Dans ses dernières conclusions adressées au greffe par le réseau privé virtuel des avocats le 29 juin 2023, la S.A. [1] demande à la cour de : - confirmer le jugement rendu par le conseil de prud'hommes de Paris le 10 octobre 2022 en toutes ses dispositions ; - juger qu'à défaut d'avoir satisfait au parcours qualifiant, Mme [P] [M] ne peut être classifiée au grade Dbis ; - débouter Mme [P] [M] de sa demande de régularisation rétroactive de rémunération au 1er janvier 2016 à hauteur de 113.808 euros.

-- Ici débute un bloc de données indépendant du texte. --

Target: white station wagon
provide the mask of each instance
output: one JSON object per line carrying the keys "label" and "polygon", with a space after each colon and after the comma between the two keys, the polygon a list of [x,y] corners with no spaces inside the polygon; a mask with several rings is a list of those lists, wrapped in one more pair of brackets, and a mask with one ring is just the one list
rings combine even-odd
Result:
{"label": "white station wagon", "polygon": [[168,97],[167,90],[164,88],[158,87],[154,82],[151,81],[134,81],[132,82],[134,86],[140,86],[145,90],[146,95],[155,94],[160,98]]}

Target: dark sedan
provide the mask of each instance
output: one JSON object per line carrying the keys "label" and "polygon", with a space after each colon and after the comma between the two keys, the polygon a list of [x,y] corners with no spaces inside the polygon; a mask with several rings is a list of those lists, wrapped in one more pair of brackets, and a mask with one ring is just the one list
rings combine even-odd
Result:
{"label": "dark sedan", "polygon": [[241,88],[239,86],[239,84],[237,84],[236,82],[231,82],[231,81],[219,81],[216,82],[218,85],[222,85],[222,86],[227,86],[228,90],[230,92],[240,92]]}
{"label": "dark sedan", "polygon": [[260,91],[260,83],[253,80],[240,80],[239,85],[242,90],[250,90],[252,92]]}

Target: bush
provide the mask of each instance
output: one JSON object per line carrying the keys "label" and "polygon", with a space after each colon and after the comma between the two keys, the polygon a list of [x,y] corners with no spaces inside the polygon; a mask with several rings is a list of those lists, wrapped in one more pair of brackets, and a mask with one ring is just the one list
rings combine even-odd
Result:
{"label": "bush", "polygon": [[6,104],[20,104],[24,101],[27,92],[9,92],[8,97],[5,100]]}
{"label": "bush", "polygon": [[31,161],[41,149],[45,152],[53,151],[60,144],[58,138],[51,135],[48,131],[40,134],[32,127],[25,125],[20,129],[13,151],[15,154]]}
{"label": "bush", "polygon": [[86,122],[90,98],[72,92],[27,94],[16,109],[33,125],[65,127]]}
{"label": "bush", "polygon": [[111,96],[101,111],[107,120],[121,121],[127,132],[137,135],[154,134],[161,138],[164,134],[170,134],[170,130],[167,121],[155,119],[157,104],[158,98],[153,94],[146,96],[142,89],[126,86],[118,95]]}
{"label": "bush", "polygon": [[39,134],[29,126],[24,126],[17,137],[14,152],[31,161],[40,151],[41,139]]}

A titre subsidiaire : - juger que ni la classification, ni la rémunération ne peuvent être modifiées au 1er janvier 2016 ; - débouter Mme [P] [M] de sa demande de bulletins de salaire rectifiés ; - juger que la S.A. [1] n'a pas discriminé Mme [P] [M] ; - juger que la S.A. [1] n'a pas modifié le contrat de travail, celle-ci ayant accepté expressément le parcours qualifiant ; - juger que la S.A. [1] n'a pas pratiqué de harcèlement à l'égard de Mme [P] [M] ; - juger que la S.A. [1] n'a pas manqué à son obligation de sécurité et de résultat ; - juger que la S.A. [1] a respecté les accords collectifs.

En conséquence, - débouter Mme [P] [M] de la demande de dommages et intérêts pour discrimination à hauteur de 62 064 euros ; - débouter Mme [P] [M] de sa demande de dommages et intérêts pour violation de l'égalité de traitement à hauteur de 62.064 euros ; - débouter Mme [P] [M] de sa demande de dommages et intérêts pour modification du contrat de travail à hauteur de 15.516 euros ; - débouter Mme [P] [M] de sa demande dommages et intérêts pour harcèlement moral à hauteur de 31.032 euros ; - débouter Mme [P] [M] de sa demande de dommages et intérêts pour violation de l'obligation de sécurité et de résultat de 15.516 euros ; - débouter Mme [P] [M] de sa demande de dommages et intérêts pour violation des engagements conventionnels de la S.A. [1] à hauteur de 15.516 euros ; - débouter Mme [P] [M] de sa demande de maintien de sa part variable et de la prise en charge des coûts réels directs et induits suite à sa mutation, demande non chiffrée et non motivée. - débouter Mme [P] [M] de la demande d'astreinte pour remise des documents, demande qui ne pourrait être ordonnée qu'à compter du 30ème jour suivant la notification du jugement - débouter Mme [P] [M] de la demande de capitalisation des intérêts. - débouter Mme [P] [M] de la demande d'exécution provisoire. - débouter Mme [P] [M] de sa demande indemnitaire au titre de l'article 700 du code de procédure civile à hauteur de 5.000 euros ; - condamner Mme [P] [M] à payer à la S.A. [1] la somme de 2.000 euros sur le fondement de l'article 700 du code de procédure civile.

L'ordonnance de clôture a été rendue le 11 février 2026 et l'affaire a été fixée à l'audience du 10 mars 2026.

Pour un plus ample exposé des faits, des prétentions et des moyens des parties, la cour se réfère à leurs conclusions écrites conformément aux dispositions de l'article 455 du code de procédure civile.